Invité de dernière minute, Nelson étaient là pour chauffer un peu la salle mais il faisait encore bon sur la terrasse, alors ça va merci.
La musique, ou plutôt les scènes, d'Aidan Moffat imposent la position assise au public. Est-ce qu'on se lève pour écouter dans un café littéraire ? Non. Aidan nous la joue introverti, clavier sur les genoux, sonorités de jouets McDo, et textes. Des textes prononcés dans la langue d'Highlander, tournés sur le sexe, semblent apparemment fasciner le bonhomme. Malheureusement c'est bien le genre de projet qu'on ne s'amuse à sortir que sur DVD d'intellectuel arty (dont la librairie du Palais est remplie) comme oeuvre intime et littéraire, plutôt que d'en faire un concert en tant que tel, car force est de constater que son délire nous ennuie. Le résultat ressemble à ces oeuvres, films, que tu ne peux pas critiquer, parce que tu as peur de te faire brûler vif par l'opinion générale, mais qui t'ennuie mortellement. Comme certains films chinois par exemple...
Alors oui, Stage of the Art a eu raison de l'inviter, car il représente l'artiste dans sa tradition, l'écrivain avant le musicien, l'auteur, le penseur... l'image que les soirées veulent montrer, celle de la réunion des arts.

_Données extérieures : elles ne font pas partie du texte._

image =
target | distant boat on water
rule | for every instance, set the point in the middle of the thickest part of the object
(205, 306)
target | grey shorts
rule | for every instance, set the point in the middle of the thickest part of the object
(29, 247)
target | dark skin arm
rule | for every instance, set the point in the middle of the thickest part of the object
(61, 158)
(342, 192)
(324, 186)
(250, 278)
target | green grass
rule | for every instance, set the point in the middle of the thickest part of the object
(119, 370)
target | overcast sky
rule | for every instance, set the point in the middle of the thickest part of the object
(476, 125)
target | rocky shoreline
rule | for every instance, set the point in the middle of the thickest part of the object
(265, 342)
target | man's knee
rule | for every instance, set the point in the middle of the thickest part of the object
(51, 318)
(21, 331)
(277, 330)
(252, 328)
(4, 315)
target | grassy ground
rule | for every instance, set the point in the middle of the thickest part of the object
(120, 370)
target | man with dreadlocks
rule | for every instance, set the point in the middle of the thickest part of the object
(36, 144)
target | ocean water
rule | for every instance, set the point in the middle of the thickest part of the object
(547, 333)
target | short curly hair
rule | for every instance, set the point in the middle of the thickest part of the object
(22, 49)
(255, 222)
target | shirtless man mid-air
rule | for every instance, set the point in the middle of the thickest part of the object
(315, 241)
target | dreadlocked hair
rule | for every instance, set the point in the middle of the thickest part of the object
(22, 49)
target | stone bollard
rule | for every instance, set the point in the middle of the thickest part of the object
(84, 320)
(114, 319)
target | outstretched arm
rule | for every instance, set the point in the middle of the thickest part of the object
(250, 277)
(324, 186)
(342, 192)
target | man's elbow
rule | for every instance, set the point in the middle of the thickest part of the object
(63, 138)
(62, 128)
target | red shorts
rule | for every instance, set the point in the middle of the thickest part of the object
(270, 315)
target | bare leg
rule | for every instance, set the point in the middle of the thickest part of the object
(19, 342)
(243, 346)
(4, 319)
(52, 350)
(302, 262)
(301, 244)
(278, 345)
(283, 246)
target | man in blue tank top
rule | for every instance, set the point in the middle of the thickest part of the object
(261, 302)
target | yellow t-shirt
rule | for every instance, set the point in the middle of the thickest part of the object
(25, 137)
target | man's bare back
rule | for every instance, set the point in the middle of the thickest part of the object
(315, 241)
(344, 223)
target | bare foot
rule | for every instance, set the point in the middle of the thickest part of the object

A cet instant je réalise que je ne figure pas sur la liste VIP. Il y a une exposition privée plus loin dans le Palais, et tout ceux qui portent un peu plus d'un smic filent à l'anglaise à la pause. Heureusement, j'ai confiance, je sais que Steve Mason c'est quand même le Beta Band, c'est quand même une des voix les plus charismatiques de ces dix dernières années, et qu'un nouveau projet, avec de nouveaux musiciens, ça devrait aller.
Et pourtant non, encore raté. J'aurais du m'en douter avec son King Biscuit Time qui était déjà très en dessous de mes attentes. Le ton est clairement annoncé, il veut qu'on bouge sur un son de dancefloor, mais les pauvres ne nous aident pas. Bouillie inefficace, samples ratés. C'est compliqué de réussir un son electro pesant avec pour objectif de faire bouger les gens. Ca peut marcher dans un clip vidéo ou dans un club assez sombre de Kiev à 5h du matin où il y aura probablement une fille qui ira danser sensuellement une dernière fois avant d'aller vomir (imaginez la scène en écoutant Application), mais là, à froid ,dans un musée rempli de fans du Beta Band, ça ne prend pas du tout. Seul la voix de Mason sauve la barque, mais c'est vraiment tout ce qu'on retient au final, et du coup on ne l'excuse plus. C'est bien d'avoir un don, mais c'est mieux d'avoir du goût.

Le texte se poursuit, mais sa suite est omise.